Setelah lama didesak publik, Bareskim Polri kemudian menetapkan tiga anggota Polda Metro Jaya sebagai tersangka, yaitu F, Y, dan EPZ. Namun, berkas tersangka EPZ dihentikan karena diklaim telah meninggal dunia. Pada Senin (26/4), Bareskrim menyerahkan berkas kedua tersangka ke Jaksa Penuntut Umum (JPU).
Kedua tersangka dikenakan Pasal 338 KUHP juncto Pasal 56 KUHP. Pasal itu berbeda dengan yang dikenakan pada awal penetapan tersangka, yaitu Pasal 338 junto Pasal 351 ayat 3 KUHP tentang pembunuhan dan penganiayaan yang menyebabkan kematian. Pasal 351 ayat 3 KUHP diganti degan Pasal 56 KUHP yang mengatur tentang pemberian bantuan hukum terhadap tersangka.
Namun, pada Jumat (30/4), JPU mengembalikan berkas tersebut ke Bareskrim karena dinilai tidak lengkap. JPU telah memberikan petunjuk dan waktu untuk melengkapi selama tujuh hari kerja. Sepanjang Mei, Bareskrim beberapa kali mengaku akan segera mengembalikan berkas perkara tersebut.
"Iya, berkas perkaranya akan dikirim kembali ke Kejaksaan," kata Dirtipidum Bareskrim Polri Brigjen Andi Rian Djajadi, Senin (31/5).

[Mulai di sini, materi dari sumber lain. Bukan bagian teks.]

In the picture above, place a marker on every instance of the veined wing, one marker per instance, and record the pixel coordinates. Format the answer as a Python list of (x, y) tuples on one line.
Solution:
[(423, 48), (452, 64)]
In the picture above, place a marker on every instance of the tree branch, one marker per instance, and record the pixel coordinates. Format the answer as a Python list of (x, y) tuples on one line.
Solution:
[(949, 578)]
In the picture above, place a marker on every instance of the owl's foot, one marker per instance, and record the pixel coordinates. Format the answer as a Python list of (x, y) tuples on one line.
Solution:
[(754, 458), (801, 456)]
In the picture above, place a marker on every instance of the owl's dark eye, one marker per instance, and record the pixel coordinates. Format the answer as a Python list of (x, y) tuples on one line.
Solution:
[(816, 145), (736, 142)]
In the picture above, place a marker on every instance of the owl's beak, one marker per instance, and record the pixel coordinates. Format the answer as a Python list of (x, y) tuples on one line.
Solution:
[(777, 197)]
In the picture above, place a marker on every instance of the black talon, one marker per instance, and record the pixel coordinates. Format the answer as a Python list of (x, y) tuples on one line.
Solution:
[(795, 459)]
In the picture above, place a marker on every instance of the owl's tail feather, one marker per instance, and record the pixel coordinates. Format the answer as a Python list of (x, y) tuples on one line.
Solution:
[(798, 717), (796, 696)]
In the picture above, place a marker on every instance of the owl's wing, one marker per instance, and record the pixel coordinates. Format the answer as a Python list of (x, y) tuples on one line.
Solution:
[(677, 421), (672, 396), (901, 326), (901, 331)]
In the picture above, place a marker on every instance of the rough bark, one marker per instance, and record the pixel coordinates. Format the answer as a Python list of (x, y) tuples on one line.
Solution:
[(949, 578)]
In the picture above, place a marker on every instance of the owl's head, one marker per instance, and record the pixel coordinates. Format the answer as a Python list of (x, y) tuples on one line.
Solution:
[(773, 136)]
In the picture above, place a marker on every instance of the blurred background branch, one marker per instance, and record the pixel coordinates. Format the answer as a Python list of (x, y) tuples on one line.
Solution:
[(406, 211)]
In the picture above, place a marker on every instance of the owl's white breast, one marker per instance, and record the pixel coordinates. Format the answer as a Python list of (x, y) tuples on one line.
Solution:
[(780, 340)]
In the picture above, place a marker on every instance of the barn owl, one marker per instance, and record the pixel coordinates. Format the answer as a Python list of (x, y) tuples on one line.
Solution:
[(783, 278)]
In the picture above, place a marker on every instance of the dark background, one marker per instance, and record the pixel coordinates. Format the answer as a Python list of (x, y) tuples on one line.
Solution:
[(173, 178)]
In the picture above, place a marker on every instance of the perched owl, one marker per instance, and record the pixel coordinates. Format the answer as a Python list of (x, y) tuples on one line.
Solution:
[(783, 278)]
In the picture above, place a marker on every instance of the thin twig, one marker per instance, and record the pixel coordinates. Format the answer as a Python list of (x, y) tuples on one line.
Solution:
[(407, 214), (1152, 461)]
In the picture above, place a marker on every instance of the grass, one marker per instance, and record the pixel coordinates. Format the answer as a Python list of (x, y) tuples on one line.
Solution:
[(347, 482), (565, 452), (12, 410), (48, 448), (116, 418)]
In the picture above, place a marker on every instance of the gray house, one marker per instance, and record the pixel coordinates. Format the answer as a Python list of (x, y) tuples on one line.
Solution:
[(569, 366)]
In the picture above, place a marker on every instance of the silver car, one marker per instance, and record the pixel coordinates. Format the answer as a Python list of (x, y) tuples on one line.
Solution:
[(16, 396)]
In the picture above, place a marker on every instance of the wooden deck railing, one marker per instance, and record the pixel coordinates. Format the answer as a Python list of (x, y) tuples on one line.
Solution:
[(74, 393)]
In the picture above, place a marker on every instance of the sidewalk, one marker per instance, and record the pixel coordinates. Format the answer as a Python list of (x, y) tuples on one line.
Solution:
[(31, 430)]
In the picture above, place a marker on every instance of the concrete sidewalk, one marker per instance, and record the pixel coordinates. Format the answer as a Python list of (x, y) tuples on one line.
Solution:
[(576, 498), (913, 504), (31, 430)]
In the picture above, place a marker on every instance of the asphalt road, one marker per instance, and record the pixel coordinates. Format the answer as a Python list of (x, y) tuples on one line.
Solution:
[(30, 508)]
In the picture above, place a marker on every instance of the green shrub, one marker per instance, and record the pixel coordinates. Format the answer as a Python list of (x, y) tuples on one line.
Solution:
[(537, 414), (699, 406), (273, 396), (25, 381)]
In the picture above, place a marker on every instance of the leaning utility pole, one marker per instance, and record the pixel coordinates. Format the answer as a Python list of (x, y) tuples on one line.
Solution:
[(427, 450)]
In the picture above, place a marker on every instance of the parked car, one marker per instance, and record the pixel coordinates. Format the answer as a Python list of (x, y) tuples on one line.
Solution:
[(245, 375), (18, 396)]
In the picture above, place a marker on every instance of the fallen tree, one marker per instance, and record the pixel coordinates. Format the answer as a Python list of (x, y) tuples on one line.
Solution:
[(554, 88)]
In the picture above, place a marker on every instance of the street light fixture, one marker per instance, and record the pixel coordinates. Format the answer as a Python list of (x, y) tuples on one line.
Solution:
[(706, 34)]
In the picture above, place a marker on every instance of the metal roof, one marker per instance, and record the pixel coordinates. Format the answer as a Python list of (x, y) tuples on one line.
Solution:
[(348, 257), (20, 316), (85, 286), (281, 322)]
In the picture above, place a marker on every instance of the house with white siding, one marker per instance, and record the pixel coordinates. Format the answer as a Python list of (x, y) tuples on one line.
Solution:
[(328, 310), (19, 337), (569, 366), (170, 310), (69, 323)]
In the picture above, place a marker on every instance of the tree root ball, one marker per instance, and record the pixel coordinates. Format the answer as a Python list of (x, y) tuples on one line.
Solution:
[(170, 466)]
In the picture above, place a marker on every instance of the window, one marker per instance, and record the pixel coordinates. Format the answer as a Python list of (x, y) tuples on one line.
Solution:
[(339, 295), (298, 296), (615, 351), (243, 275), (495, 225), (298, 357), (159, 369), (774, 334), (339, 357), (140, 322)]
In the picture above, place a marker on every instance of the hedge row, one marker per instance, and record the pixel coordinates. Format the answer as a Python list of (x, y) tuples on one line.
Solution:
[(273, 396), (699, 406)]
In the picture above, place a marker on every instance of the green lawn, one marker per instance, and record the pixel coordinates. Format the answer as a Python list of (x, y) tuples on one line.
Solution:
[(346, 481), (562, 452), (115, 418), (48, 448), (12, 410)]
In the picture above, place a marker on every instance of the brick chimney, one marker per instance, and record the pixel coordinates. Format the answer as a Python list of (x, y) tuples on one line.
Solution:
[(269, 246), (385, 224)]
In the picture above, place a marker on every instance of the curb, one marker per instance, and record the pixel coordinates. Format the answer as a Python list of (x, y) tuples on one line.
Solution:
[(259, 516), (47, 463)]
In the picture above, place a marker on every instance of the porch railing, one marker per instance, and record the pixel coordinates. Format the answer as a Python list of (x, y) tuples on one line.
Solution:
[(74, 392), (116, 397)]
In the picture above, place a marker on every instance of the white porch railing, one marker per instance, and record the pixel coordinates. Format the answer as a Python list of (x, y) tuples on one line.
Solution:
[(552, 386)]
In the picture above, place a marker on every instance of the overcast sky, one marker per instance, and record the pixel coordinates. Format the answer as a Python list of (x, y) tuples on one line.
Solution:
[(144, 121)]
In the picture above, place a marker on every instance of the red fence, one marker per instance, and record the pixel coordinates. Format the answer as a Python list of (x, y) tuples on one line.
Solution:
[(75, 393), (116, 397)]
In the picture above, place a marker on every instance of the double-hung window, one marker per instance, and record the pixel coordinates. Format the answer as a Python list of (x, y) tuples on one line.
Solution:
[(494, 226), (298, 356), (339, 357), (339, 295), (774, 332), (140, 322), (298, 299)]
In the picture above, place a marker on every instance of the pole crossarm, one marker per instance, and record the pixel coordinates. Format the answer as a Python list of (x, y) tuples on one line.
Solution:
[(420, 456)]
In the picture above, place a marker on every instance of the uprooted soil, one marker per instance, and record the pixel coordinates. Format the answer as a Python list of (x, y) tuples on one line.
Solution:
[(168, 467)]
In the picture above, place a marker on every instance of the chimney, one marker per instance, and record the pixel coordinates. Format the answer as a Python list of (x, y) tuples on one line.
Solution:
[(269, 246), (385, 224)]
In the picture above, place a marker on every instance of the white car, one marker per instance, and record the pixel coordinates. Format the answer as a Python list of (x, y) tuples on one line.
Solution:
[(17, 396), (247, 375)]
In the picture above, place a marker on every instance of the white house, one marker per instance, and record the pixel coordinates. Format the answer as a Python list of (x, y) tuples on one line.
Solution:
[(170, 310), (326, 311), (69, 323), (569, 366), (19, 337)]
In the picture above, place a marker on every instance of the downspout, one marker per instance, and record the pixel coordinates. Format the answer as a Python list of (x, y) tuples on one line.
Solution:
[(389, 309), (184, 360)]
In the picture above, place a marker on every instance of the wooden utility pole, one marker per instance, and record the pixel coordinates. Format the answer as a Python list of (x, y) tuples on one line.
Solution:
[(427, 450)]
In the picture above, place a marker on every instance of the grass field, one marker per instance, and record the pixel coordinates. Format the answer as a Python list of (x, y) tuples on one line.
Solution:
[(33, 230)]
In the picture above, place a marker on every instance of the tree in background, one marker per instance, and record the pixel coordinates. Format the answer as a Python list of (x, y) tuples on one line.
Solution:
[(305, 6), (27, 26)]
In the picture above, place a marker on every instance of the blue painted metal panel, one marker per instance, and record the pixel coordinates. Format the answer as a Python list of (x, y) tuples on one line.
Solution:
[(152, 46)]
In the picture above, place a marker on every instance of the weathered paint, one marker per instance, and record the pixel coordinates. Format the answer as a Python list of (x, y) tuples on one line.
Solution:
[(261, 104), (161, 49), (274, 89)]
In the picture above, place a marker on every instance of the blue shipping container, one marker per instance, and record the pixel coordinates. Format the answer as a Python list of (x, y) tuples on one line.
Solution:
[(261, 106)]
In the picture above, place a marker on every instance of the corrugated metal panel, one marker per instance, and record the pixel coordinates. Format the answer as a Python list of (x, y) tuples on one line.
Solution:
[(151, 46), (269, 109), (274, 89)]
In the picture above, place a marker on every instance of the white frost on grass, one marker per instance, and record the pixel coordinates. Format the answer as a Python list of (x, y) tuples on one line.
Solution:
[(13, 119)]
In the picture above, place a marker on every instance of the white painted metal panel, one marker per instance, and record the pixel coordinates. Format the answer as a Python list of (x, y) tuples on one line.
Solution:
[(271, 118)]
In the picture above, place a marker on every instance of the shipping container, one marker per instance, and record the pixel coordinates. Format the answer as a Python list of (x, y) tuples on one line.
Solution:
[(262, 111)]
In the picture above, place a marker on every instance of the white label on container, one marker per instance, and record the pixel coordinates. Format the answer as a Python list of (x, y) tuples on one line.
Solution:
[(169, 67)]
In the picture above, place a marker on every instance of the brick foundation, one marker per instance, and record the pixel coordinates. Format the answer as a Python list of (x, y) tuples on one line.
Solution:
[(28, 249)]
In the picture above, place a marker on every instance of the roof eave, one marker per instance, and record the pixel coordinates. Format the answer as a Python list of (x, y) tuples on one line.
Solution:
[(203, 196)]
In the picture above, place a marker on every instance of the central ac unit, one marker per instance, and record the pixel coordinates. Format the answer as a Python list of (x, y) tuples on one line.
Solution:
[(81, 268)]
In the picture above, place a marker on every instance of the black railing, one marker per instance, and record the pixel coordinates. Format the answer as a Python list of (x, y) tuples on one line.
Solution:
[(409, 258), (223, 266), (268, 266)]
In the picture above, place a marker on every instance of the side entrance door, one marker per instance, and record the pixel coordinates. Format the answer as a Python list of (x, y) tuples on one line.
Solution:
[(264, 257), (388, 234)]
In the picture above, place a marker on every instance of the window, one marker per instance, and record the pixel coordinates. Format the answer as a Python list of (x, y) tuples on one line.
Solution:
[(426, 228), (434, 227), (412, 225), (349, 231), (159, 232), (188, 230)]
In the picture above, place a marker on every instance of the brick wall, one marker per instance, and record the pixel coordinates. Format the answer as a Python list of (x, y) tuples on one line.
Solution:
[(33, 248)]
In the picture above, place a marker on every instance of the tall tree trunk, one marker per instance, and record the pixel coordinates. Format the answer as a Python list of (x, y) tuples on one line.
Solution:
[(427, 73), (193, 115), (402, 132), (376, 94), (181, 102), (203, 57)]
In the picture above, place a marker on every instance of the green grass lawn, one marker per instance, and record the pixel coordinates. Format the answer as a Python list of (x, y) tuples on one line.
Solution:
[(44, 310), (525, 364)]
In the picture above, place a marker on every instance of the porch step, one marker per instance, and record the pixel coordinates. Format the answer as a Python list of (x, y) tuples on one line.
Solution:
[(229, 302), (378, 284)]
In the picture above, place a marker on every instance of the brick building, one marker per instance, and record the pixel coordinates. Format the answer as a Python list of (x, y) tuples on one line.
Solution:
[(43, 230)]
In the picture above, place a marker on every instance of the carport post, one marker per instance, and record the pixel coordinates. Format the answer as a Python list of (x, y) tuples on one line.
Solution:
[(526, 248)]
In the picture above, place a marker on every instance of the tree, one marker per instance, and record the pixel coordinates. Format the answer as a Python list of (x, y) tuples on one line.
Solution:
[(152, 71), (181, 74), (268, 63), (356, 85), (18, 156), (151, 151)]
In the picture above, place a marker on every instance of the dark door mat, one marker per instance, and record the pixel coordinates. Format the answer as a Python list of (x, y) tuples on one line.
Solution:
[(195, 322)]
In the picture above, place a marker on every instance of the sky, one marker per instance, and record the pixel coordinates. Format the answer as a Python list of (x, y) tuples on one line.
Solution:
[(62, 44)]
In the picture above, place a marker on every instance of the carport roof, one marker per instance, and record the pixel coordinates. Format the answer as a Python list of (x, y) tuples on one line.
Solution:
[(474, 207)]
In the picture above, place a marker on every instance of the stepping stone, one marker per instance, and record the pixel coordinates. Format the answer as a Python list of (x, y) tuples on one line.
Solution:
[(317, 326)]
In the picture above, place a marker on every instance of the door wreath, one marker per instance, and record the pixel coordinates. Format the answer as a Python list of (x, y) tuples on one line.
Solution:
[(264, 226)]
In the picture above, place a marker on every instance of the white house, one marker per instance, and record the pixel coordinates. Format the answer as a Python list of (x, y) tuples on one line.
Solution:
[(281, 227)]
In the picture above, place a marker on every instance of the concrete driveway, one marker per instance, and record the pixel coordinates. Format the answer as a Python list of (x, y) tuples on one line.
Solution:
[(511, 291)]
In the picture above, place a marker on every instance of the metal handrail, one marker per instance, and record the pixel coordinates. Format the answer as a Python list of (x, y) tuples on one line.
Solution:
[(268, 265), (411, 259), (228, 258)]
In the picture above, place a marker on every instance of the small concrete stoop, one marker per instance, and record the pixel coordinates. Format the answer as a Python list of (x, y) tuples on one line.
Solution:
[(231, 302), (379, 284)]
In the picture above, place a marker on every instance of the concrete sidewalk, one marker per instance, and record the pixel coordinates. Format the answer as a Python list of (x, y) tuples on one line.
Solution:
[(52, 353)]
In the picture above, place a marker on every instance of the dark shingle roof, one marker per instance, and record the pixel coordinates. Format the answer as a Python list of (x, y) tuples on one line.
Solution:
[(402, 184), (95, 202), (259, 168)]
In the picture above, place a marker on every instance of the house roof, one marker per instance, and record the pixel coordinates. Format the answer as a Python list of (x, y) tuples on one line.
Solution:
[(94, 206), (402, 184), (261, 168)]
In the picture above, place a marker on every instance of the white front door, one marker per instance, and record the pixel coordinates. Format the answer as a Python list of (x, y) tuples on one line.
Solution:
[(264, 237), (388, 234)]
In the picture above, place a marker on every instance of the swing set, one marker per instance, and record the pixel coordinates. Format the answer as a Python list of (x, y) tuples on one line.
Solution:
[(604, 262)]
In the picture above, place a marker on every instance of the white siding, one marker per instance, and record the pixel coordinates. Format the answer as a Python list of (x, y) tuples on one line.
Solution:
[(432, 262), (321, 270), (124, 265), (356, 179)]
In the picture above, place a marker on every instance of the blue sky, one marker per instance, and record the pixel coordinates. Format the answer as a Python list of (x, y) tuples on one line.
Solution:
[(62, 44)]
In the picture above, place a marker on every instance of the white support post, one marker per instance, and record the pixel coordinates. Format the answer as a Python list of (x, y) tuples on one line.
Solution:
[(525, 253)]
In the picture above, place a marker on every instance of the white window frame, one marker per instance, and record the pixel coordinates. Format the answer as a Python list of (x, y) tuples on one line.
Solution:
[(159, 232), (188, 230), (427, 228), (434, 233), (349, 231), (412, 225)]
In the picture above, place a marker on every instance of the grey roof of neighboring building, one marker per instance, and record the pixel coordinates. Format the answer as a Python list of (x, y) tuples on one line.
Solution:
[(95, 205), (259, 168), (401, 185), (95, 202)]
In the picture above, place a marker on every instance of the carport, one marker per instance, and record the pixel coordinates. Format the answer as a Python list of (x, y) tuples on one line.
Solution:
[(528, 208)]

Dalam raker kemarin, Kapolri Listyo menjawab permintaan Komisi III, seumum permintaan para anggota dewan. Menurut Listyo, kasus KM 50 termasuk dalam tujuh perkara yang menarik perhatian publik. Dari penjelasan Listyo, terungkap berkas perkara itu belum dikembalikan ke JPU.
"Ada petunjuk P-19 dari kejaksaan, sudah kami lengkapi dan mudah-mudahan pekan ini segara kami kirim kembali ke kejaksaan," ujar Listyo. Setelah itu, ia menjelaskan perkembangan perkara lainnya.
Pengacara dan Direktur Riset LBH Street Lawyer Habib Ali Alatas mendesak Polri serius dalam penuntasan kasus unlawful killing agar dapat menghentikan cycle of violence yang kerap dilakukan oknum kepolisian. Lamanya proses hukum kasus itu akan membuat masyarakat semakin curiga.
"Apalagi dilakukan dengan tidak transparan, akan membuat semakin banyak anggapan-anggapan masyarakat yang menilai Polri tidak serius dalam penuntasan kasus unlawful killing," kata dia, kemarin.